Wednesday, July 23, 2008

The One Where My Mom Could Have Been Arrested

I wrote recently about the visit from my family. Here is the rest of the story as promised (or threatened, take your pick).

When I saw my parents drive up, I went to the back porch to open the door for them. The girls ran out the door, all excited about the visit. I elected to wait inside the house, on the back porch due to the hornets that had been hanging around. It took longer than it should have for everyone to climb out of my dad’s little convertible. I was growing a bit impatient waiting with the baby on my hip. I then noticed a couple of flies bouncing around by one of the windows. I picked up the flyswatter and started whacking. I paused briefly with the baby perched on my hip, still armed with the flyswatter, realizing that I had officially entered into white-trash territory. What better way to start off a visit with the family?

After everyone had dinner and settled in, we went outside to enjoy the cool evening air. Initially it was just my mom, my sister and I, but my dad soon followed behind. He does not like to feel left out. Despite the fact that he had been sound asleep in a chair inside the house, he felt compelled to relocate to a chair outside the house to make sure he didn’t miss anything. He immediately fell asleep in his lawn chair, slumped over and snoring. He would wake up every now and then with no warning, mutter something and drop back off again. It WAS irritating, because we had to filter what we said in front of him and it just wasn’t as much fun.

We got into ‘the groceries’ and things livened up pretty quickly. My mom rarely drinks but when she does she is hilarious. In fact, the last time I saw her drink, she had a total of one beer. After drinking that ONE beer, she then proceeded to tell my ex-husband, “You’re so handsome.” Then she drank out of the ashtray.

So back to current events, Lynne started talking about a guy she has an interest in dating.

Lynne- “I would like to get LAID sometime. What’s wrong with that for Christ’s sake?”

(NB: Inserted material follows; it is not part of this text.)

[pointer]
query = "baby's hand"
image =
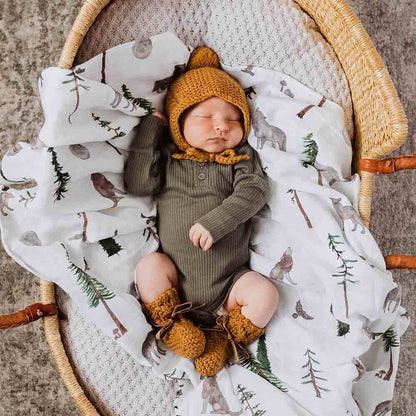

That was the point that my dad started stirring in his chair and it was obvious to everyone that he had heard Lynne. That in turn set my mom off in a fit of giggles, due to my dad’s prudish nature. We continued drinking beer and laughing, while he continued snoring/listening. Then Lynne decided that she had to go to the bathroom at the same time my mom felt the need. Lynne, being the younger and faster of the two, was already IN the bathroom before my mom made her way out of her chair. She had no intention of walking to the second floor bathroom due to her bad knees or general drunkenness. Therefore she did what any rational 64 year-old would have done. She went and peed in my yard.

Everyone in the house had heard the news about my mom peeing in the yard. At one point William asked me if it was true. He didn’t believe Claire and Katie when they told him. I confirmed that she had indeed, well, peed.

William- “OH MY GOD! Grandma PEED in the yard? That’s disgusting!”
The next evening everyone got ready for bed a little earlier, still tired from staying up late the night before. My mom walked into the living room wearing her pajamas. Claire looked at her a little surprised to see her in pajamas.

Claire- “So, where did you change? Behind a tree?”

3 comments:

Mia said...

Gotta love that kid *grin*

And tell your mom not to feel bad.. I've peed in my yard before too :)

J. said...

That is TOO funny!! My mother is EXACTLY the same way. She has no shame or sense of propriety at all, maybe it's an age thing. I guess beyond a certain point, you just say, WTF?
And Claire is wicked perceptive.

Anonymous said...

My mom has 18 secluded acres nestled in the woods, so it is not uncommon for us to pee outside. Sometimes it's just a hastle to go all the way back into the house (up a few stairs and through a few doors). #2 is an inside deal though.